METH is reported to affect immune function in multiple and generally suppressive ways, which were reviewed recently [6]. In terms of how METH toxicity may directly affect microglia, there has been much speculation about excessive microglial activation contributing to or exacerbating brain damage, but it is not clear what evidence there is to support this idea, e.g., at what point does microglial activation become excessive? Proinflammatory cytokines and chemokines are frequently cited as mediators of brain damage, but these substances are produced all the time in the brain, where they serve as intercellular signaling molecules as well as potential modulators of classical neurotransmission [35]. The idea of microglia producing neurotoxins and proinflammatory cytokines that exacerbate brain damage has had a longstanding history and has been implicated in other scenarios, such as CNS trauma and neurodegenerative diseases despite the lack of compelling in vivo evidence showing microglia-mediated neurodegeneration. The notion that activated microglia are harmful is rooted primarily in cell culture studies [11].

The claim that METH-induced neuroinflammation perpetuates neurodegeneration is speculative and unproven, and it is unclear whether it contributes to METH-induced neurotoxicity [36]. We are not promoting this hypothesis because it has not been shown that microglial activation causes neurodegeneration or is toxic in vivo. Rather, microglial activation is a consequence of neurotoxicity exerted by METH and other agents; it represents the cellular response to neuronal damage and is most likely aimed at restoring homeostasis. From the discussion in the paragraphs above, it seems clear that microglial activation observed after METH is the result of both neuronal and vascular injury induced by METH. Recent work has identified a potential mechanism by which damaged neurons release danger-associated molecular patterns, such as high-mobility group box-1 (HMGB1), and/or through purinoceptors (P2X7R) that could mediate signaling between neurons damaged by METH and surrounding microglial cells [37, 38]. There is also pharmacological evidence to support a lack of involvement of neuroinflammation in METH neurotoxicity, for example, lowering core temperature with ethanol can block neuroinflammation, which means that it is the tissue damage that initiates neuroinflammation, not the other way around [39].
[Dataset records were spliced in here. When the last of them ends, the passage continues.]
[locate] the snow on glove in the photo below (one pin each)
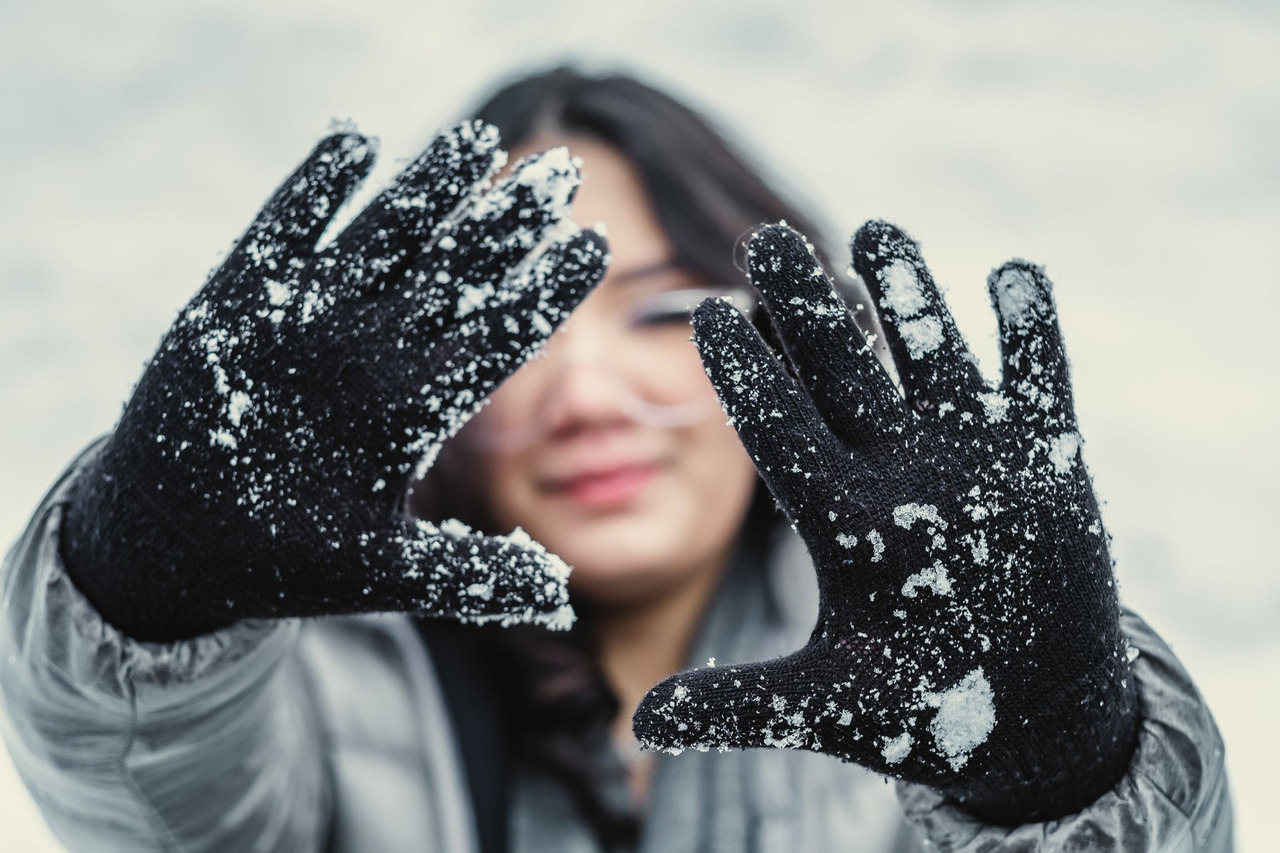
(969, 632)
(259, 469)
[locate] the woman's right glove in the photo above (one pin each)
(259, 469)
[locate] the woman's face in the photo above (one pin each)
(611, 447)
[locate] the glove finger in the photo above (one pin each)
(494, 341)
(932, 357)
(293, 218)
(472, 254)
(772, 703)
(394, 227)
(827, 349)
(440, 571)
(529, 305)
(778, 424)
(1031, 341)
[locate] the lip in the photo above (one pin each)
(604, 487)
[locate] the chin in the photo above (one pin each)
(621, 569)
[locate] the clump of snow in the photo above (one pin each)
(901, 291)
(278, 293)
(1016, 296)
(877, 544)
(920, 336)
(933, 578)
(909, 514)
(897, 748)
(1063, 450)
(547, 178)
(967, 715)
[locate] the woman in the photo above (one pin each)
(967, 639)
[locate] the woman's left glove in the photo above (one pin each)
(969, 632)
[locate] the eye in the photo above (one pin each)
(676, 308)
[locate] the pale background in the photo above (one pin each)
(1130, 147)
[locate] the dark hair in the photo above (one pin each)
(707, 196)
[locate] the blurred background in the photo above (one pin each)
(1129, 147)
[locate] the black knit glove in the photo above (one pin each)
(969, 633)
(260, 468)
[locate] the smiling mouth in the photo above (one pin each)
(606, 488)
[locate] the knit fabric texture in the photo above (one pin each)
(969, 629)
(259, 469)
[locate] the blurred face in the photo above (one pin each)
(611, 447)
Additional evidence against the idea that neuroinflammation causes neurodegeneration stem from observations that the microglial response in the striatum after METH administration is quite mild and can be characterized as minimal microglial activation, if it occurs at all (Fig. 1). This slight microglial activation is unlikely to be causing degeneration of axon terminals in the striatum. In fact, electron microscopy studies, which represent the gold standard for unequivocally demonstrating degeneration, have produced no evidence of axon terminal degeneration in this region [40]. We agree with these authors that the lack of ultrastructural evidence together with rapid recovery of TH immunoreactivity in the striatum is indicative merely of disturbed dopamine biosynthesis rather than some form of severe or even lethal neurotoxic injury. Moreover, the microgliosis that occurs appears acutely after binge-dosed METH administration but then becomes attenuated over time in parallel with recovery of TH immunoreactivity while astroglial scarring persists [21, 36], which is typical for other neurotoxicants that produce reactive gliosis [41]. Microglial activation also decreases rapidly after chronic METH exposure suggesting dissipation of the acute neurotoxic insult [42].

In summary, immune responses are not required to elicit METH neurotoxicity, rather the immune reaction is a response to the damaging effects of this toxic substance on neurons. Whether or not microglia play an important role in cellular mechanisms of addiction remains an interesting question at this time that will require further investigation (Fig. 2).